Premier rendu, premier servi !

La course aux milliards est engagée.

Tribune libre

C’est à qui ira le premier sonder les richesses fabuleuses en carburant fossiles, ceux-là même qui seraient enfouis dans l’hypothétique gisement nommé Old Harry, situé dans le golfe du Saint-Laurent, sous la frontière maritime entre Terre-Neuve-Labrador et le Québec. Hypothétique, parce que vieil Harry dort sur son secret depuis des millénaires et n’a peut-être pas envie qu’on le réveille.
Le hic, c’est qu’en principe, 60% du magot des redevances d’une potentielle exploitation des hydrocarbures de ce site convoité devrait revenir au Québec, alors que Terre-Neuve et Labrador devrait se contenter de seulement 40%.
Vases communicants 101
Problème : On a affaire à deux petits voisins assoiffés, qui ont chacun une paille pour se désaltérer dans un même bol de limonade posé sur une table. La table, qui se trouve à la limite des propriétés de leurs parents réciproques, déborde à 60% sur le terrain de l’un et à 40% sur le terrain de l’autre.

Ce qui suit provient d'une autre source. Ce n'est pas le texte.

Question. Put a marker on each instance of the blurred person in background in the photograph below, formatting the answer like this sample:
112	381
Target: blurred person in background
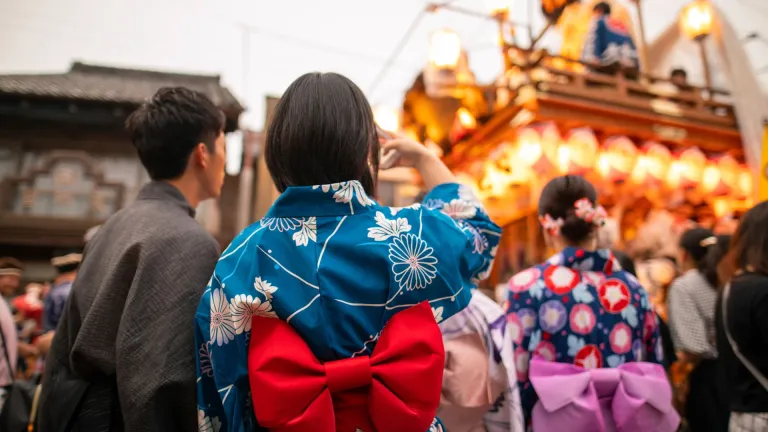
66	263
480	391
121	358
666	338
579	311
10	279
742	322
11	270
691	310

Question 1 : Quelle quantité du breuvage vont-ils tous les deux pouvoir siroter, en tenant compte de la ligne où passe la clôture ?
- Chacun la part qui lui revient □
- Autant que chacun est capable d’ingurgiter □
Question 2 : Lequel des deux va faire baisser le niveau de limonade le premier ?

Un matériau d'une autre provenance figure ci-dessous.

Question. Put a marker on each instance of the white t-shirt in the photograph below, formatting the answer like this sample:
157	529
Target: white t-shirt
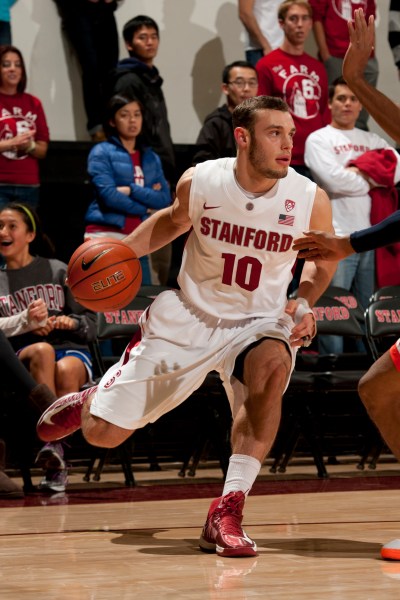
327	152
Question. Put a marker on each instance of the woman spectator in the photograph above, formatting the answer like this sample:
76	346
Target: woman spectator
24	134
127	177
18	378
55	353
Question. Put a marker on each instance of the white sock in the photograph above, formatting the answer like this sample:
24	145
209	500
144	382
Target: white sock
242	473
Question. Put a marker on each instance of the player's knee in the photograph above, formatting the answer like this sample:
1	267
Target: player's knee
98	432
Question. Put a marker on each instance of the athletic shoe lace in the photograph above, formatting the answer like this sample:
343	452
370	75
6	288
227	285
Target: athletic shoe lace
230	516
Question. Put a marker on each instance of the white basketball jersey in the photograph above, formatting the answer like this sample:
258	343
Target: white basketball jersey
238	258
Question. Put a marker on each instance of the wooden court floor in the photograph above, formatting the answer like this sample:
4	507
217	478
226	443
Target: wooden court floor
312	545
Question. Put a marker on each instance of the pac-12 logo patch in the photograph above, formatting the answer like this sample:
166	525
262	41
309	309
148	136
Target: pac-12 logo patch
289	205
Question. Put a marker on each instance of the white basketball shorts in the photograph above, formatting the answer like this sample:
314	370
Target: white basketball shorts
180	345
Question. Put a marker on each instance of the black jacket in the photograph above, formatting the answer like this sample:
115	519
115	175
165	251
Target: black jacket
216	139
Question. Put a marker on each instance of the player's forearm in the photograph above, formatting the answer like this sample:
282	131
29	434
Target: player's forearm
384	233
320	38
155	232
315	278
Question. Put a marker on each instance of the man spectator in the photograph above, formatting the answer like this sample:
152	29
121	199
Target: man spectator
216	139
260	19
328	153
332	38
138	77
297	77
92	31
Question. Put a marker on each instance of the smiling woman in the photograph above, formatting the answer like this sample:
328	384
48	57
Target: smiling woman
24	134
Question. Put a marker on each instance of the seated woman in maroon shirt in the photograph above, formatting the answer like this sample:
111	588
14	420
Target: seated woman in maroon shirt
24	134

- Celui qui a la plus grande capacité d’absorption
- Les deux ex-æquo □
- Ne s’applique pas □
Question 3 : Supposons que, parce que son camarade est gardé en retenue dans sa chambre, l’un des deux enfants peut accéder tout de suite à la limonade ; va-t-il attendre patiemment que l’autre soit autorisé à le joindre pour étancher sa soif ?
- Un arbitre va voir à ce que chacun puisse siphonner la part qui lui revient □
- On s’entend pour laisser la limonade aux p’tits oiseaux et chacun chez-soi va boire un verre d’eau □
- Premier rendu, premier servi □
La réalité : une question de gros sous… pour quelqu’un
Dépêchons-nous les Québécois, car on risque de se faire voler notre indépendance énergétique et, du même coup, notre chance unique d’enrichissement. C’est du moins ce que tentent de nous faire croire nos représentants à l’Assemblée nationale et autres ténors de l’économie marchande à croissance illimitée, sans égard pour l’environnement. Quoi qu’on prétende dans le discours officiel.
Il y a complicité crasse entre nos leaders politiques et économiques pour faire miroiter au bon peuple le mythe de l’enrichissement.
Exemple récent : « Dans une perspective d’indépendance énergétique, les députés considèrent qu’il est important de savoir ce qui se trouve dans cette réserve avant de faire le débat sur son exploitation. Pour le Parti Québécois, cette question appartient aux Québécois. Or, depuis 12 ans, le gouvernement fédéral bloque toute démarche du gouvernement du Québec. » (Communiqué du 16 mars 2010)
C’est le monde à l’envers ! Allons voir d’abord, ensuite on fera le débat pour savoir ce qu’on fait avec l’Eldorado. Comme si, après avoir sondé et éventuellement trouvé quelque chose d’alléchant ($$$), après consultation du bon peuple, les conquistadors bitumineux allaient décider de lâcher le morceau !
Ne pourrait-on pas D’ABORD poser la question : c’est-y ben ça qu’on veut ou bedon c’est autre chose et réaliser ce qu’on aura décidé de faire ?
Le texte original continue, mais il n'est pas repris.